TUNISIE
04/04/2018 19h:55 CET

Les prisons tunisiennes comptent 77 condamnés à mort

L'OCTT déplore des méthodes de torture "très dures" dans les prisons tunisiennes.

sakhorn38 via Getty Images

Ils sont 77 à attendre la fin de leur vie dans le couloir de la mort en Tunisie. D’après le vice-président de l’Organisation Contre la Torture en Tunisie (OCTT), Chokri Letaief, certains nombre de ces détenus sont soumis au régime de l’isolement et subissent des pressions psychologiques, des mauvais traitements et de la torture. Il a rappelé, dans une déclaration accordée à Mosaïque Fm, que malgré l’amélioration de leur situation par rapport à la période d’avant la révolution notamment par l’octroi de nouveaux privilèges telle que l’autorisation des visites, ces derniers souffrent encore de mauvaises conditions. 

Il a, d’ailleurs, réitéré l’appel de l’OCTT, qui préside la Coalition nationale tunisienne contre la peine de mort, en faveur de l’abolition de la peine capitale, la qualifiant de violation du droit à la vie.

Bien que le pays observe un moratoire sur les exécutions depuis 1991, la peine capitale reste encore un sujet tabou en Tunisie. Le débat sur la peine capitale n’a jamais été réellement posé en Tunisie, pourtant, l’opinion publique semble avoir un avis tranché. Selon un récent sondage de l’institut 3C Etudes, 70% des Tunisiens se déclarent favorables à la peine de mort.

D’ailleurs, la nouvelle loi antiterroriste, adoptée en juillet 2015, a maintenu la peine de mort malgré des appels à l’abolir.

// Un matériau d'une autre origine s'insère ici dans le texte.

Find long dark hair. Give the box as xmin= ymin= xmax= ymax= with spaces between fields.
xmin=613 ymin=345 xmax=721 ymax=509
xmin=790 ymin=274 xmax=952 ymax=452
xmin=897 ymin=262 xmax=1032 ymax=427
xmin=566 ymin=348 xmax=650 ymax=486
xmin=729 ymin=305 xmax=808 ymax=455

Depuis l’indépendance, la Tunisie a connu 135 exécutions dont 129 sous le règne d’Habib Bourguiba.

Arrivé au pouvoir suite à un coup d’État en 1987, Ben Ali voulait se démarquer de son prédécesseur. Dans une interview accordée au journal Le Monde le 10 septembre 1988, il déclare: “Je ne me vois décidément pas en train de signer un arrêt de mort”. Il en a signé 6 finalement, le dernier en 1991. Le pays observe depuis, un moratoire de fait sur la peine capitale, sans jamais avoir franchi le cap de l’abolition.

Torture dans les prisons: L’OCTT tire la sonnette d’alarme 

S’exprimant lors d’une conférence de presse à Tunis consacrée à la présentation du rapport annuel 2017 de l’OCTT, la présidente de l’Organisation Radhia Nasraoui a révélé, d’autre part, que 5 cas de décès des suites de la torture ont été enregistrés l’année dernière dans les centres de détention et les prisons tunisiennes.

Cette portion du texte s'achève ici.